The wrist warmth came immediately, but this time it spread further than the forearms. It moved up through the shoulders and into the chest and down through both legs simultaneously, which Impact Frame had not done. The system was working across a larger structural area. Feral Acceleration lived in the legs and the reflex pathways. Spark Step lived in the Storm channel adjacent to them. The binding point was between them, and the between-point was the whole movement system.
He felt the Storm-type energy unlock from its contained channel.
Not flood out—unlock. Open a door that had been held shut by the twenty-four-hour integration timer. The moment it opened, Feral Acceleration reached for it the way something reached for something it had always been designed to use but had not had access to before. The contact between them was not a clash. It was a recognition.

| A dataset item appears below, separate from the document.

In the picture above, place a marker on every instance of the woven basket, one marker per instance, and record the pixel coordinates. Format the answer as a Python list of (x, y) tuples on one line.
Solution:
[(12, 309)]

The binding completed in six minutes.
Predatory Burst Step: active
Function: short-range burst movement carrying path-resonant force in the direction of travel
Properties: impact on landing carries path pressure equivalent to one strike-weight
Compared to Feral Acceleration: +40% effective force on contact, +15% directional precision
Cross-path stability: maintained by Rift Predator adaptation substrate
Fusion cost: 35 Evolution Points
EP remaining: 279
He stood up.
Then he took one short step.
Just one. Across the room. Not a burst, not a full activation. Just the body moving the way the body moved now with the new skill available.
The step felt different.
Not faster. Not physically different from any other step. But the quality of the movement had changed in a way that was harder to describe than the Impact Frame’s change had been, because Impact Frame was a thing the body could do now, while Predatory Burst Step was a way the body moved. The distinction mattered. One was a capability. The other was a character.
He sat back down.
279 evolution points.
Two fusions active.
A full team contract starting Thursday.
And somewhere in the restricted section of an Artifact Division file, the story of the last person who had stood in this city with sovereign-adjacent output and a system that no one could fully classify, whose exit record had been removed so cleanly that two centuries of scholars had not found it.
He was not Kael.
But he was building the same kind of thing.
The question was whether he would build it faster than the city could decide what to do about it.